In [1]:
import os
import pandas as pd
import sys

from pathlib import Path

# Custom imports
sys.path.append(os.path.join(
    os.path.abspath('.'), 'notebooks'))

from commons import *

In [4]:
FILE_BBRef_players = 'BBRef_Ids_to_Players.csv'
FILE_BBRef_teams   = 'BBRef_Ids_to_Teams.csv'

In [5]:
df_BBRef_players = pd.read_csv(DIR_raw / FILE_BBRef_players)
df_BBRef_teams   = pd.read_csv(DIR_raw / FILE_BBRef_teams)

## Datasets processing

### Ids to Players

In [None]:
df_BBRef_players = df_BBRef_players[['BBRefName', 'BBRefID', 'BBRefBirthDate']].dropna()

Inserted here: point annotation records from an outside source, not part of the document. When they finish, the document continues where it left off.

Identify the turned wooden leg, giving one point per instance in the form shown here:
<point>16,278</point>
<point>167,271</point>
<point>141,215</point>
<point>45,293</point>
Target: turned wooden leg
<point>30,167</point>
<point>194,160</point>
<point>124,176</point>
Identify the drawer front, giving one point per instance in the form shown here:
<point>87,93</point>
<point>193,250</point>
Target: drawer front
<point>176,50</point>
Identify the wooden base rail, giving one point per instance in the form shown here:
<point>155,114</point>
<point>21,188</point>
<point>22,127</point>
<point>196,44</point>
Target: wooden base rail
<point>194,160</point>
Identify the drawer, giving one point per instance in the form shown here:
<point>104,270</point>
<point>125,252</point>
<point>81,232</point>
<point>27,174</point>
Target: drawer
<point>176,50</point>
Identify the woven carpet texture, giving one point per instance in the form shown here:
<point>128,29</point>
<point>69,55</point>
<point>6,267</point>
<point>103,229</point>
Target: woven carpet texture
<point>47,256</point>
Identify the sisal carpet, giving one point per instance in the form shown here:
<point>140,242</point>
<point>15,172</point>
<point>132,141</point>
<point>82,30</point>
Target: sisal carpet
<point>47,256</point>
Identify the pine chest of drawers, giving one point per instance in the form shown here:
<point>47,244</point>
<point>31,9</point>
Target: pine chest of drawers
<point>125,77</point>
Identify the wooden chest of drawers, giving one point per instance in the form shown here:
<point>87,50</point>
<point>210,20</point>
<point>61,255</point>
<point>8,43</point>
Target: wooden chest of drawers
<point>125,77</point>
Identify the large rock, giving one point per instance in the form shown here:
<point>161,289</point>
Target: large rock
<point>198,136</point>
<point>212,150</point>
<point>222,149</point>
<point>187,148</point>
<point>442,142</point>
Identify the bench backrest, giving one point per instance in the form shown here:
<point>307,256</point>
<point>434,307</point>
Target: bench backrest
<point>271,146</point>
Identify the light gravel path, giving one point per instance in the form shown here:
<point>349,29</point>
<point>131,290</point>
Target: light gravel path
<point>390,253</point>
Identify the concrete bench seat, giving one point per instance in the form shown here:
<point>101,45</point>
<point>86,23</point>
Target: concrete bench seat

df_BBRef_players['BBRefID']   = df_BBRef_players['BBRefID'].str.capitalize()
df_BBRef_players['BBRefName'] = df_BBRef_players['BBRefName'].apply(lambda s: unicd2ascii(s))

df_BBRef_players.rename(columns={'BBRefName': 'Name',
                                 'BBRefID': 'Id',
                                 'BBRefBirthDate': 'DOB'}, inplace=True)

df_BBRef_players.set_index('Id', inplace=True)
df_BBRef_players.to_csv(DIR_raw / 'Ids_to_Players.csv')

### Ids to Teams 

In [None]:
df_BBRef_teams   = df_BBRef_teams[['BBRef_Team_Name', 'BBRef_Team_Abbreviation']].dropna()
df_BBRef_teams   = df_BBRef_teams.drop_duplicates()

df_BBRef_teams.rename(columns={'BBRef_Team_Name': 'Name',
                               'BBRef_Team_Abbreviation': 'Id'}, inplace=True)

df_BBRef_teams.set_index('Id', inplace=True)
df_BBRef_teams.to_csv(DIR_raw / 'Ids_to_Teams.csv')

### Polish NBA players, teams and league data

In [2]:
TYPE_game = 'RS'

In [3]:
if TYPE_game == 'PO':
    src_dir_pace    = DIR_raw_po_pace
    src_dir_teams   = DIR_raw_po_teams
    src_dir_players = DIR_raw_po_players
    
    dst_dir_league  = DIR_pro_po_league
    dst_dir_teams   = DIR_pro_po_teams
    dst_dir_players = DIR_pro_po_players
elif TYPE_game == 'RS':
    src_dir_pace    = DIR_raw_rs_pace
    src_dir_teams   = DIR_raw_rs_teams
    src_dir_players = DIR_raw_rs_players
    
    dst_dir_league  = DIR_pro_rs_league
    dst_dir_teams   = DIR_pro_rs_teams
    dst_dir_players = DIR_pro_rs_players
else:
    raise ValueError('Only NBA regular seasons or playoffs can be processed.')

In [4]:
for y in range(YEAR_start, YEAR_end + 1):
    filename = year2filename(y)
    
    df_pace    = pd.read_csv(src_dir_pace / filename)
    df_teams   = pd.read_csv(src_dir_teams / filename)
    df_players = pd.read_csv(src_dir_players / filename)
    
    df_teams   = pd.merge(df_teams, df_pace, on='Team')
    
    # Filter out data with less than min GP
    df_teams   = df_teams[df_teams['GP'] >= GP_min]
    df_players = df_players[df_players['GP'] >= GP_min]
    
    df_league  = pd.DataFrame(df_teams.drop('Team', 1).mean())
    df_league  = df_league.T
    
    df_teams.to_csv(dst_dir_teams / filename, index=False)
    df_players.to_csv(dst_dir_players / filename, index=False)
    df_league.to_csv(dst_dir_league / filename, index=False)